Only once in my ordeal, did I cry. At 4:00AM one morning, in crippling pain and unable to stand upright, I went to the kitchen for my blood thinning medication. I promptly spilled the pills all over the kitchen floor. As I struggled to the floor to retrieve them, I began to sob and for the first time, broke down and demanded “why?” Was I not a good enough person? Had I not suffered enough? The answer came simply and calmly. If 1 in 8 women are diagnosed with breast cancer, then I was chosen to save my female family members. I was the one who would be open to the strength, peace and opportunity of the situation.

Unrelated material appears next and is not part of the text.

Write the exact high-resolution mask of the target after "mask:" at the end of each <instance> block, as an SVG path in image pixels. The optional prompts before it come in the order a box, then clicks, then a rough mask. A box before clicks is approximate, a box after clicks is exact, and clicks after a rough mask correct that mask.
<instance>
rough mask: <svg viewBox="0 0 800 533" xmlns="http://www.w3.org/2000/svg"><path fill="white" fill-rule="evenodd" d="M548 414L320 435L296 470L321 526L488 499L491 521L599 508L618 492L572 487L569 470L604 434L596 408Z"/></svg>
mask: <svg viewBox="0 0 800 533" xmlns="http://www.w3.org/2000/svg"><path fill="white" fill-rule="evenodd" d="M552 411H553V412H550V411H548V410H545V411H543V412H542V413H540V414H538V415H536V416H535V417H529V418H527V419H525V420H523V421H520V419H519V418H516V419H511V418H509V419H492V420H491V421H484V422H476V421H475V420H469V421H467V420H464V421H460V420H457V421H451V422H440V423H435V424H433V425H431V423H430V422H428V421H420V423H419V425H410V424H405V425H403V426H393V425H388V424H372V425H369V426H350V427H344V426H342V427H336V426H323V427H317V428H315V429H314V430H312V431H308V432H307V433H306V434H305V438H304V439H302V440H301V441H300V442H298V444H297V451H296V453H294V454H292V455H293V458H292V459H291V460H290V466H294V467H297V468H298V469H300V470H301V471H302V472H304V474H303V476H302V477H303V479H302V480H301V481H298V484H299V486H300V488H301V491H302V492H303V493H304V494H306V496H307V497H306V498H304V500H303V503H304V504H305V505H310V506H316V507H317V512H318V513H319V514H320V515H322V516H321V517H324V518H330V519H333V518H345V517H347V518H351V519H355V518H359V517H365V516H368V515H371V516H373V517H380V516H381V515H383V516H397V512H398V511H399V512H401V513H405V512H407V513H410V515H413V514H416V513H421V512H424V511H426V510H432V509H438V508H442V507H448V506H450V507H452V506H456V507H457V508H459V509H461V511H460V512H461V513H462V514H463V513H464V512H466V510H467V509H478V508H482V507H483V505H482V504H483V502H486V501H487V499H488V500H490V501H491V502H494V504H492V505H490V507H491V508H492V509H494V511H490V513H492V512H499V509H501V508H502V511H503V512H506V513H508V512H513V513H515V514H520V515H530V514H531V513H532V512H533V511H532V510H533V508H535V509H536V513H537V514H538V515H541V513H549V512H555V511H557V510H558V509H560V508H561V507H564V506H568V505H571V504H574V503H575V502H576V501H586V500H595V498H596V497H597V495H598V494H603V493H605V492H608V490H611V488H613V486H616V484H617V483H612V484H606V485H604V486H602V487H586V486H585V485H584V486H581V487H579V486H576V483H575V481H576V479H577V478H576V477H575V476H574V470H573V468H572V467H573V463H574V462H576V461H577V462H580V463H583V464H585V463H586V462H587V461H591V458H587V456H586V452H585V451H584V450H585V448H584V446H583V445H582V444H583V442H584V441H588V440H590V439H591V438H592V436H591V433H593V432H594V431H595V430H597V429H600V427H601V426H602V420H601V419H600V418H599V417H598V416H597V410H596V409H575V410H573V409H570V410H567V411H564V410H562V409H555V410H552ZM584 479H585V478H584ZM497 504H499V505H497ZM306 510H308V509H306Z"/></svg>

When I returned to work, I lost my promotion and was told I was "lucky" to still have any job. My boyfriend left me after nearly 2 years together saying my cancer had been "too difficult" on him. So I made the best out of my new situations. I did the best work possible at my (lesser) job and I returned to the breast cancer support group and helped other women going through similar relationship endings.
My life changed forever when I was told I had cancer. I have become calmer; a more forgiving and more accepting person. I have spent more time doing what I can, where I can, to make changes I feel need to be made. Most importantly however, I now see that I am here to help people. I struggled for awhile wondering what direction I should go to become a “helper”, but in the summer of 2009, after being laid off from my job, I let myself become open to possibilities again. I went back to coaching swimming with the belief that doors would stay open to me as long as I was moving in the right direction. I had the chance to work with amazing teachers that summer, and realized that I was exactly where I needed to be. I do not need to become a doctor to heal cancer patients. I need to become a teacher. I have tremendous compassion, deep love for children, and a great sense of humor, all things that I think are important in teaching. I know making a difference in the life of a child is something that will not only make me feel “successful”, but will also be the work that I was saved to do.